Si dans la clinique de l’autisme, le refus d’engager le regard est prégnant, interrogeons les conséquences cliniques de ce refus, pouvant aller jusqu’à ne pouvoir voir. Pourtant, il n’est pas rare de constater que les autistes fixent les objets du monde, y paraissant même happés. Alors, quand l’autiste dirige son œil sur, qu’est-ce à dire ? Le sujet autiste peut-il, au fil de sa construction, engager un regard ?
Des « yeux » en-cadrés
Charlie, 8 ans, n’engage pas le regard dans l’échange, ni aucun objet pulsionnel.
Charlie a élu un autogire[1], le fixe, dit « çà’bouge, çà’tourne, (s’)yeux », et est agi par des stéréotypies des mains devant les yeux. Lors de notre rencontre, il est branché sur cet objet. « (S’)yeux, là » répète-t-il. Hors de ce branchement libidinal, il est sans vie.
A l’œil, pour s’ouvrir au monde
Gardant toujours un œil sur l’autogire, Charlie consent à notre présence. Il m’appareille de divers objets tout en découvrant avec l’autre œil, les objets qui nous entourent. Ainsi connecté à son circuit, il s’aventure vers d’autres lieux.

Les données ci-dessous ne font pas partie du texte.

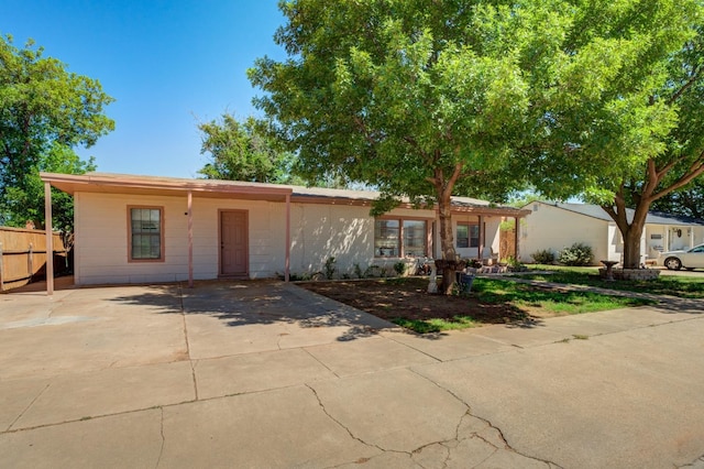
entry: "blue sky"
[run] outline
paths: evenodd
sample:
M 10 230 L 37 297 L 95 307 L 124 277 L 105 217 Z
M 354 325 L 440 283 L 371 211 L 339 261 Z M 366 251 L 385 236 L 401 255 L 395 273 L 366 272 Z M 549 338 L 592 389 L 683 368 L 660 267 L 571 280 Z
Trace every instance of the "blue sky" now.
M 246 69 L 285 57 L 273 40 L 283 22 L 277 0 L 0 1 L 0 34 L 18 47 L 32 37 L 116 98 L 116 130 L 78 150 L 110 173 L 197 177 L 198 122 L 257 113 Z

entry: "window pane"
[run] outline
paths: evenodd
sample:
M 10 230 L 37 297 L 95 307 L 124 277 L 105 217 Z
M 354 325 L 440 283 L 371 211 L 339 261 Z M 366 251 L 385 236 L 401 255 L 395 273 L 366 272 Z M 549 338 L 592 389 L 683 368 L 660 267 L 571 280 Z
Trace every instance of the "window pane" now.
M 428 236 L 426 222 L 420 220 L 404 220 L 404 253 L 406 255 L 426 255 Z
M 470 248 L 480 247 L 480 226 L 470 225 Z
M 162 210 L 158 208 L 132 208 L 132 259 L 162 258 Z
M 398 220 L 374 221 L 374 255 L 398 257 Z
M 458 243 L 458 248 L 469 248 L 470 247 L 470 227 L 469 227 L 469 225 L 458 225 L 457 243 Z

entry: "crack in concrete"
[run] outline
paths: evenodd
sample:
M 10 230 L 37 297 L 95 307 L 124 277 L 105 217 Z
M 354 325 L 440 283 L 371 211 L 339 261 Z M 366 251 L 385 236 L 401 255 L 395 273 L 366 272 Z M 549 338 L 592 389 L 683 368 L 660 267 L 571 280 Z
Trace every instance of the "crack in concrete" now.
M 694 459 L 689 465 L 684 465 L 684 466 L 672 465 L 672 467 L 676 468 L 676 469 L 701 469 L 701 468 L 704 468 L 704 455 L 702 455 L 698 458 Z
M 29 411 L 29 410 L 30 410 L 30 407 L 32 407 L 32 406 L 34 405 L 34 403 L 36 402 L 36 400 L 37 400 L 37 399 L 40 399 L 40 397 L 42 396 L 42 394 L 44 394 L 44 393 L 46 392 L 46 390 L 47 390 L 51 385 L 52 385 L 52 382 L 50 381 L 50 382 L 44 386 L 44 389 L 43 389 L 42 391 L 40 391 L 40 392 L 38 392 L 38 394 L 36 394 L 36 396 L 34 396 L 34 399 L 32 400 L 32 402 L 30 402 L 30 403 L 26 405 L 26 407 L 24 407 L 24 411 L 22 411 L 22 412 L 20 413 L 20 415 L 18 415 L 18 416 L 16 416 L 16 418 L 15 418 L 14 421 L 12 421 L 12 423 L 11 423 L 10 425 L 8 425 L 8 428 L 6 428 L 6 432 L 10 432 L 10 430 L 12 429 L 12 426 L 13 426 L 14 424 L 16 424 L 16 423 L 18 423 L 18 421 L 19 421 L 20 418 L 22 418 L 22 416 L 23 416 L 24 414 L 26 414 L 26 411 Z M 4 432 L 3 432 L 3 433 L 4 433 Z
M 502 429 L 501 429 L 499 427 L 495 426 L 491 421 L 488 421 L 488 419 L 486 419 L 486 418 L 484 418 L 484 417 L 481 417 L 481 416 L 479 416 L 479 415 L 474 415 L 474 414 L 472 413 L 472 406 L 471 406 L 468 402 L 465 402 L 462 397 L 460 397 L 458 394 L 455 394 L 452 390 L 449 390 L 449 389 L 447 389 L 447 388 L 444 388 L 444 386 L 440 385 L 440 383 L 437 383 L 437 382 L 432 381 L 431 379 L 429 379 L 428 377 L 425 377 L 425 375 L 420 374 L 420 373 L 419 373 L 419 372 L 417 372 L 416 370 L 413 370 L 413 369 L 410 369 L 410 368 L 409 368 L 408 370 L 409 370 L 410 372 L 413 372 L 413 373 L 417 374 L 418 377 L 420 377 L 420 378 L 425 379 L 426 381 L 428 381 L 428 382 L 432 383 L 433 385 L 436 385 L 437 388 L 441 389 L 442 391 L 447 392 L 448 394 L 450 394 L 451 396 L 453 396 L 454 399 L 457 399 L 459 402 L 461 402 L 461 403 L 462 403 L 462 404 L 468 408 L 468 410 L 466 410 L 466 412 L 464 413 L 464 415 L 462 415 L 462 417 L 460 418 L 460 423 L 458 424 L 458 427 L 457 427 L 457 428 L 458 428 L 458 429 L 457 429 L 458 434 L 457 434 L 455 440 L 457 440 L 458 443 L 459 443 L 459 441 L 464 441 L 464 440 L 466 440 L 466 439 L 471 439 L 471 438 L 475 438 L 475 437 L 476 437 L 476 438 L 479 438 L 479 439 L 481 439 L 481 440 L 485 441 L 486 444 L 488 444 L 490 446 L 492 446 L 492 447 L 494 447 L 494 448 L 496 449 L 496 450 L 492 454 L 492 456 L 493 456 L 493 455 L 495 455 L 495 454 L 496 454 L 496 451 L 498 451 L 499 449 L 506 449 L 506 450 L 508 450 L 508 451 L 510 451 L 510 452 L 514 452 L 514 454 L 516 454 L 516 455 L 518 455 L 518 456 L 521 456 L 521 457 L 524 457 L 524 458 L 532 459 L 532 460 L 535 460 L 535 461 L 544 462 L 544 463 L 546 463 L 546 465 L 548 465 L 549 467 L 557 467 L 557 468 L 561 468 L 561 466 L 560 466 L 560 465 L 558 465 L 558 463 L 556 463 L 556 462 L 548 461 L 548 460 L 544 460 L 544 459 L 540 459 L 540 458 L 537 458 L 537 457 L 534 457 L 534 456 L 524 455 L 524 454 L 521 454 L 520 451 L 516 450 L 515 448 L 513 448 L 513 447 L 508 444 L 508 440 L 506 439 L 506 436 L 504 435 L 504 432 L 502 432 Z M 463 419 L 464 419 L 464 417 L 466 417 L 466 416 L 470 416 L 470 417 L 476 418 L 476 419 L 479 419 L 479 421 L 483 422 L 484 424 L 486 424 L 486 426 L 487 426 L 488 428 L 492 428 L 493 430 L 495 430 L 495 432 L 498 434 L 498 437 L 501 438 L 501 440 L 504 443 L 504 448 L 498 448 L 495 444 L 493 444 L 492 441 L 487 440 L 485 437 L 483 437 L 482 435 L 480 435 L 477 432 L 472 433 L 469 437 L 464 437 L 464 438 L 461 438 L 461 439 L 460 439 L 460 435 L 459 435 L 460 427 L 461 427 L 461 425 L 462 425 L 462 421 L 463 421 Z M 440 444 L 440 445 L 442 445 L 443 443 L 447 443 L 447 441 L 437 441 L 437 444 Z M 491 456 L 490 456 L 490 457 L 491 457 Z M 487 459 L 488 459 L 488 458 L 487 458 Z M 486 459 L 485 459 L 485 460 L 486 460 Z
M 194 395 L 196 397 L 196 401 L 198 401 L 198 380 L 196 379 L 196 363 L 195 363 L 195 360 L 190 358 L 190 341 L 188 340 L 188 327 L 186 326 L 186 307 L 184 305 L 184 290 L 180 282 L 178 283 L 178 301 L 180 304 L 180 317 L 184 324 L 184 341 L 186 343 L 186 358 L 190 362 L 190 374 L 194 380 Z
M 155 468 L 158 469 L 158 466 L 162 463 L 162 456 L 164 455 L 164 446 L 166 446 L 166 437 L 164 436 L 164 407 L 160 407 L 160 411 L 162 411 L 162 418 L 161 418 L 161 434 L 162 434 L 162 447 L 158 450 L 158 457 L 156 458 L 156 466 Z
M 306 388 L 308 388 L 310 390 L 310 392 L 312 392 L 312 395 L 316 396 L 316 400 L 318 400 L 318 405 L 320 406 L 320 408 L 322 410 L 322 412 L 328 416 L 328 418 L 330 418 L 332 422 L 334 422 L 336 424 L 338 424 L 340 426 L 340 428 L 344 429 L 348 435 L 350 435 L 350 437 L 356 441 L 360 441 L 362 445 L 364 446 L 369 446 L 370 448 L 376 448 L 382 452 L 402 452 L 403 451 L 393 451 L 393 450 L 386 450 L 382 447 L 380 447 L 378 445 L 373 445 L 371 443 L 366 443 L 364 441 L 362 438 L 355 436 L 352 430 L 350 430 L 350 428 L 348 428 L 345 425 L 342 424 L 342 422 L 338 421 L 336 417 L 332 416 L 332 414 L 330 414 L 328 412 L 328 410 L 326 408 L 326 405 L 322 403 L 322 400 L 320 399 L 320 396 L 318 395 L 318 392 L 310 385 L 310 384 L 306 384 Z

Dans des toilettes attenantes où il m’emmène, il ouvre le robinet du lavabo, s’assoit sur la cuvette, fixe le tourbillon d’eau au fond de l’évier et agite les mains devant ses yeux comme à l’accoutumée. Il met ensuite deux doigts dans le mouvement circulaire de l’eau ; c’est alors qu’il défèque. Soutenu du transfert et branché sur la dynamique du tourbillon, Charlie en incorpore les caractéristiques pour faire fonctionner son propre corps sans effroi.
Si à son arrivée, la pulsion faisait défaut, était hors-circuit, désormais, quelque chose peut s’engager pour Charlie. Il devient « propre ». A table, muni d’un des objets qui le soulagent de l’angoisse et branché sur l’adulte présent en face de lui, son rapport à la nourriture s’apaise également. Son rapport au double, le semblable, s’élabore aussi différemment : là où auparavant nous constations un transitivisme ne lui laissant que peu de place[2], Charlie tente d’obtenir quelque chose de l’autre.
Se séparer de l’œil pour voir
Charlie élit une machine à laver à hublot. Il est fasciné, l’œil fixé sur le tambour battant. Pendant près de huit mois nous allons « voir la machine ». Un matin, alertée par ses cris car on lui refuse l’accès à la lingerie, je lui tends mes clés : « Voilà » dit-il. Il se relève, va jusqu’à la machine et dit : « c’est bon ça, ça tourne ». Il se refait un corps sous mon regard. Plus tard, il énonce un « ça pue là dedans ». La scansion « et bien, on sort ! » permettra de donner sa portée à ce dit du sujet nommant la jouissance et d’opérer une mise à distance. Il répète : « c’est ça, on sort ». Le sujet ne choit plus, la coupure ne s’opère pas sur son corps. Cet acte de l’analyste ouvrira à une nouvelle élaboration imaginaire chez Charlie.
Capture imaginaire de l’objet scopique
La séance suivante, le regard fixé sur le tambour de la machine, il dit « regarde Myriam là l’autogire, regarde, les yeux, ça brille ». Si l’autogire cadrait en son image l’œil, la machine à laver le capture. S’opère alors pour Charlie une soustraction imaginaire de la jouissance scopique qui lui permet d’engager le regard dans l’échange et de quitter la machine sans difficulté. Charlie me regarde sans cesse. Dès la sortie de la lingerie, Charlie vu, eut un regard, supporta celui de l’autre, et engagea le sien dans l’échange.
Accompagner ce travail du sujet n’est-ce pas faire entendre que quelque chose peut se céder sans y être tout entier englouti, non par la prise de son être par le signifiant mais par une imaginarisation de la perte, en prenant appui sur l’analyste qui a là apporté le grain de sable de sa présence ?
Ce cas clinique a initialement été présenté le 5 novembre 2016 aux 46e journées de l’École de la Cause freudienne,« L’objet regard ».
[1] Objet circulaire équipé d’une petite hélice tournant au gré du vent.
[2] En effet, Charlie élit une enfant autiste dont les mouvements stéréotypés consistent à faire tourner des objets entre ses mains. Charlie n’a de cesse de vouloir la suivre dans ses circuits à l’infini. Si la jeune fille s’arrête, il prend un objet par terre et le lui met dans les mains « vas-y, tourne » ; ainsi, il la remet en route. Puis, il accélèrera le rythme de l’enfant de sorte qu’apparaisse vraiment un mouvement circulaire ; d’ailleurs, l’impératif du mouvement se fait pressant : il lui arrache les objets des mains pour en mettre d’autres.